Von Vanessa hörte sie nur albernes Gekicher. Betont gleichgültig, als hätte sie es nicht gehört, griff sie in den Schrank, griff sich einen Stapel ihrer Oberteile und warf ihn achtlos über die Schulter in den Koffer. Während sie das tat, drehte sie sich plötzlich wie aus dem Nichts um und funkelte ihre drei Mitschülerinnen absichtlich böse an. Diese, welche sie bis gerade noch angegafft hatten, widmeten sich etwas schneller und konzentrierter als normal wieder ihren Koffern.
Jessica lächelte mit leicht fiesem Zug. Diese Ziegen konnten so viel flüstern, wie sie wollten, ihr gutes Gehör ließ sie in geschlossenen Räumen niemals im Stich.
Jessicas Laune schien sich von Minuten zu Minute zu bessern. Sie griff sich den nächsten Stapel Kleidung und schmiss ihn wieder achtlos in den Koffer. So ging das auch bei ihren Jacken und zuletzt bei ihren Schuhen. Zufrieden blickte sie sich in ihrem Schrank um. Am Bügel hing nur noch ihr Kleid für heute Abend, auf dem Schrankboden standen die passenden Schuhe und in einem der Regale lagen ihre Sachen für morgen zur Abreise. Sie schloss die Schranktür und ging zu ihrem Koffer. All ihre Sachen lagen ordentlich gestapelt und aufgereiht darin. Alles was man in diesen Koffer warf, schmiss oder stopfte, sortierte sich ordentlich von selbst. Standart in Jessicas Welt. In einer Welt, wo der Vater genug Geld nach Hause brachte, um sich solchen Schnickschnack leisten zu können. In einer Welt, wo in den Abschlussprüfungen überall ein „Ohne Gleichen“ zu haben, das Mindeste war. Eine Welt voller Vor- und ebenso großen Nachteilen. Eine Welt, aus der sie nun endlich ausbrechen könnte, wenn sie ihre Ausbildung gut absolvierte.

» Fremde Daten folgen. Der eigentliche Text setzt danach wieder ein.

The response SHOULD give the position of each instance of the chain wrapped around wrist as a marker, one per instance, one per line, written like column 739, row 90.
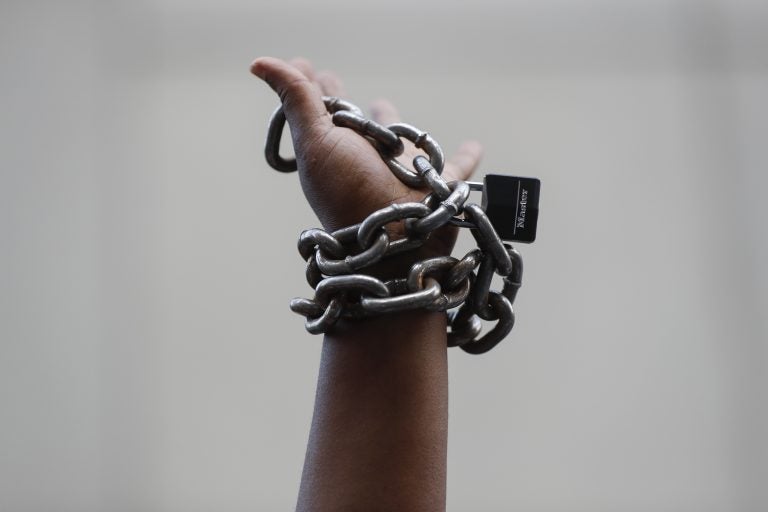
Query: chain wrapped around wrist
column 337, row 261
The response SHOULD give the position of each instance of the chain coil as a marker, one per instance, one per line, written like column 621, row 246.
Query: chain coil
column 460, row 287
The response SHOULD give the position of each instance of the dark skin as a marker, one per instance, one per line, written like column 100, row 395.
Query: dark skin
column 379, row 433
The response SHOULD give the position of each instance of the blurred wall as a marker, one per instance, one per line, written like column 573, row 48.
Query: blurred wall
column 148, row 360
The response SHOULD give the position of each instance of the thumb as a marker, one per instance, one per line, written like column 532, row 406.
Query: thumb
column 302, row 103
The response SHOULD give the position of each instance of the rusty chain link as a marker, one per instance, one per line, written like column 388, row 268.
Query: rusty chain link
column 459, row 287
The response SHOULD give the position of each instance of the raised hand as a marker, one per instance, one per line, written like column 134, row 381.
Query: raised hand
column 343, row 177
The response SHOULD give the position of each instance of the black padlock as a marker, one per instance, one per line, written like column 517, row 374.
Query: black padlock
column 512, row 206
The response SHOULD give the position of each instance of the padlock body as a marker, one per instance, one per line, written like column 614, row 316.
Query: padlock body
column 512, row 206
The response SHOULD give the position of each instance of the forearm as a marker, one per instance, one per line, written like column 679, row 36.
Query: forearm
column 379, row 433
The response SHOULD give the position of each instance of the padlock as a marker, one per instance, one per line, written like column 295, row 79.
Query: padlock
column 511, row 204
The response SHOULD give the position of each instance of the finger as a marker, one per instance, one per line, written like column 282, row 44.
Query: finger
column 301, row 99
column 304, row 66
column 330, row 84
column 384, row 112
column 464, row 163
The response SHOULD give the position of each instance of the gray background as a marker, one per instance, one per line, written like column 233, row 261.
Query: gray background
column 148, row 360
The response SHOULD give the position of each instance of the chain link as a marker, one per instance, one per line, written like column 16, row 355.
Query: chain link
column 462, row 287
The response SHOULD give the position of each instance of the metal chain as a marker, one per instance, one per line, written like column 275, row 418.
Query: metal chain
column 460, row 287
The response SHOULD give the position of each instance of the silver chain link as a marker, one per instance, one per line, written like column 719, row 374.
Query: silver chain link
column 460, row 287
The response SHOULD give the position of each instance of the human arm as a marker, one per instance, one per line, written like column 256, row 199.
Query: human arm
column 379, row 432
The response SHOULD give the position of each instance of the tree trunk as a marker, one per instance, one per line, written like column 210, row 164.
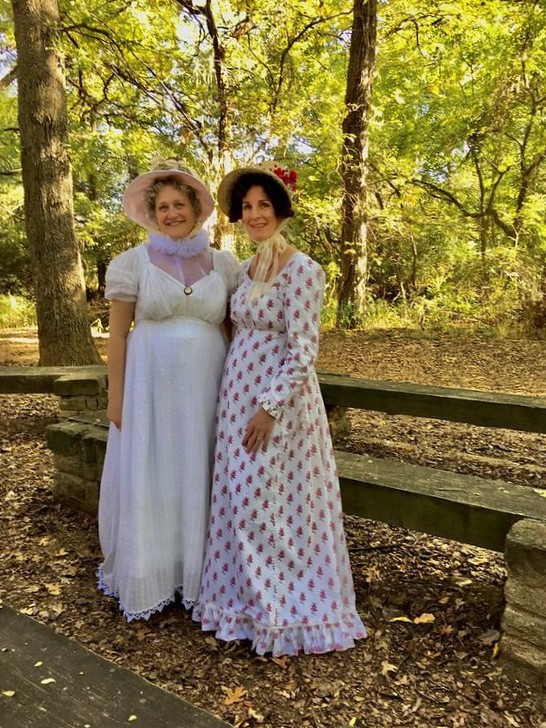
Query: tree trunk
column 354, row 161
column 63, row 327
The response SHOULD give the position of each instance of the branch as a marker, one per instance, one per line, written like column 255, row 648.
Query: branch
column 9, row 78
column 440, row 194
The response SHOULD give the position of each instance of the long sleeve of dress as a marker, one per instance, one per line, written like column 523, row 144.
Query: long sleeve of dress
column 302, row 307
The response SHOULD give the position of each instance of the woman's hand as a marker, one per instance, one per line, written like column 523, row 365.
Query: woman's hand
column 258, row 432
column 113, row 413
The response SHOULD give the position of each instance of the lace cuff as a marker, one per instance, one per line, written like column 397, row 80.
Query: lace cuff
column 272, row 409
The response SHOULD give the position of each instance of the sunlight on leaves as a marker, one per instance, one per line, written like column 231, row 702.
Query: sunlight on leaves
column 235, row 695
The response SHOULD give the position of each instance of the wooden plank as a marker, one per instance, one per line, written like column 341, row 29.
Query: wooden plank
column 488, row 409
column 87, row 689
column 459, row 507
column 39, row 380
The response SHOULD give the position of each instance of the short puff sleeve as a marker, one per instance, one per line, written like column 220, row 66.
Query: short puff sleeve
column 122, row 276
column 228, row 267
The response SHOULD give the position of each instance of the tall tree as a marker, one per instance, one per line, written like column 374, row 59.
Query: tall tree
column 63, row 329
column 354, row 163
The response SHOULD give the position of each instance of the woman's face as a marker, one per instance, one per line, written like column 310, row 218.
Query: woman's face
column 259, row 217
column 174, row 213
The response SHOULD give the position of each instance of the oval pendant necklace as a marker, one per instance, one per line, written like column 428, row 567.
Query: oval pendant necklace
column 188, row 290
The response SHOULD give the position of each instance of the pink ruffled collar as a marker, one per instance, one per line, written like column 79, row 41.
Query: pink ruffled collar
column 187, row 248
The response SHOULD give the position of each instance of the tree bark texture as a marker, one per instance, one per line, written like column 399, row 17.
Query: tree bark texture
column 354, row 161
column 63, row 328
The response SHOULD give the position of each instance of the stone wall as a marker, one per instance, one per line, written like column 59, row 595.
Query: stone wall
column 523, row 642
column 79, row 393
column 78, row 447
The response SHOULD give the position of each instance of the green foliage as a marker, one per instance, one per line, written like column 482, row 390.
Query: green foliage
column 457, row 179
column 16, row 312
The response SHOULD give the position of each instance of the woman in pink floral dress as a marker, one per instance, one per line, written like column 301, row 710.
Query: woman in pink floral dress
column 276, row 568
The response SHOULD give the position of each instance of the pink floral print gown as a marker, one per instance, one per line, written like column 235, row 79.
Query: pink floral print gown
column 276, row 567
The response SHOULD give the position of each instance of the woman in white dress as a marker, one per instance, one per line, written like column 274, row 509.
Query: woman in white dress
column 166, row 351
column 276, row 568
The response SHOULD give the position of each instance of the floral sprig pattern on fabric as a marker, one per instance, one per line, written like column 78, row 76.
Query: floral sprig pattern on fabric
column 288, row 176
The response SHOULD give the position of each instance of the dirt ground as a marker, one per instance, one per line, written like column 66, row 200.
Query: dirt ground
column 439, row 671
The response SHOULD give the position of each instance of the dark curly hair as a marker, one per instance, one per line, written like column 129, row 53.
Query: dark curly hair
column 279, row 197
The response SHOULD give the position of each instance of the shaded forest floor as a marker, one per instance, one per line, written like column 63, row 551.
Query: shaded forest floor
column 438, row 673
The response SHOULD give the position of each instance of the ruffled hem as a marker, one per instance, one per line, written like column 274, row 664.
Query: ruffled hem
column 146, row 613
column 311, row 639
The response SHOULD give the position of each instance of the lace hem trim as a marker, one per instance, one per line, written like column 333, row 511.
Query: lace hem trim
column 311, row 639
column 146, row 613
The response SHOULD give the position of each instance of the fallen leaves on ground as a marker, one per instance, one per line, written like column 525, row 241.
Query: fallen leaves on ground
column 440, row 672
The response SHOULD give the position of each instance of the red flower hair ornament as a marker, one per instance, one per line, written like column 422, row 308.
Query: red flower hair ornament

Nachdem sie ihren Koffer soweit fertig gepackt hatte, schnappte sie sich einen ihrer Krimis, legte sich auf ihr Bett und versank in Geschichten über Mord, Totschlag, Erpressung, Intrigen und Rätsel. Jessica schaffte es, sich davon so weitgehend ablenken zu lassen, dass sie gar nicht mehr an den Ball, an Tom, an den Kuss oder an den Abschied dachte. Erst, als es draußen dämmerte, das Licht zum Lesen schlechter wurde und sich der Geräuschpegel im Gemeinschaftsraum erhöhte, blickte sie auf und kehrte in die Wirklichkeit zurück. Überrascht stellte sie fest, dass sie nur noch zwei Seiten zu lesen hatte. Gerade wollten ihre Augen zu der Zeile zurückkehren, wo sie stehen geblieben war, da wurde die Tür zum Schlafsaal aufgerissen und so ziemlich alle Mädchen stürmten auf einmal hindurch. Genervt richtete sie sich auf, schlug das Buch zu und legte es auf ihren sonst leeren Nachttisch. Als endlich alle Mädchen im Raum waren, begannen sie wie verrückt herum zu springen, liefen von einer Ecke zur anderen, kicherten wie die Erbsen und schienen regelrecht auszuflippen. Ungerührt blieb Jessica liegen und hob plötzlich die Stimme: „Hab’ ich was verpasst?“ Sofort verstummten alle. Die Mädchen blieben stehen, verharrten teilweise mitten in ihrer Bewegung und starrten sie an, als wäre sie ein Hippogreif. Dummerweise war ausgerechnet Rose die Erste, die die Sprache wieder fand. „Hast du mal auf die Uhr geguckt, Jess? In einer Stunde geht’s los!“
Bei dem letzten Satz lösten sich alle Mädchen aus ihrer Starre und schienen wie nach einem Break wieder zu ihrem ursprünglichen Vorhaben überzugehen. Jessica blickte sie alle erstaunt an und schüttelte unverständlich den Kopf. Die machten einen Aufstand, als würden sie alle in einer Stunde heiraten. Unbeirrt blieb sie liegen. Da kam Rose durch die Masse zu ihrem Bett und setzte sich ihr Gegenüber ans Fußende in den Schneidersitz und grinste. Aber nicht hinterhältig oder böse, nein. Sie grinste fröhlich. Jessica zog verwundert die Augenbrauen zusammen und drehte den Kopf leicht zur Seite. Was sollte das?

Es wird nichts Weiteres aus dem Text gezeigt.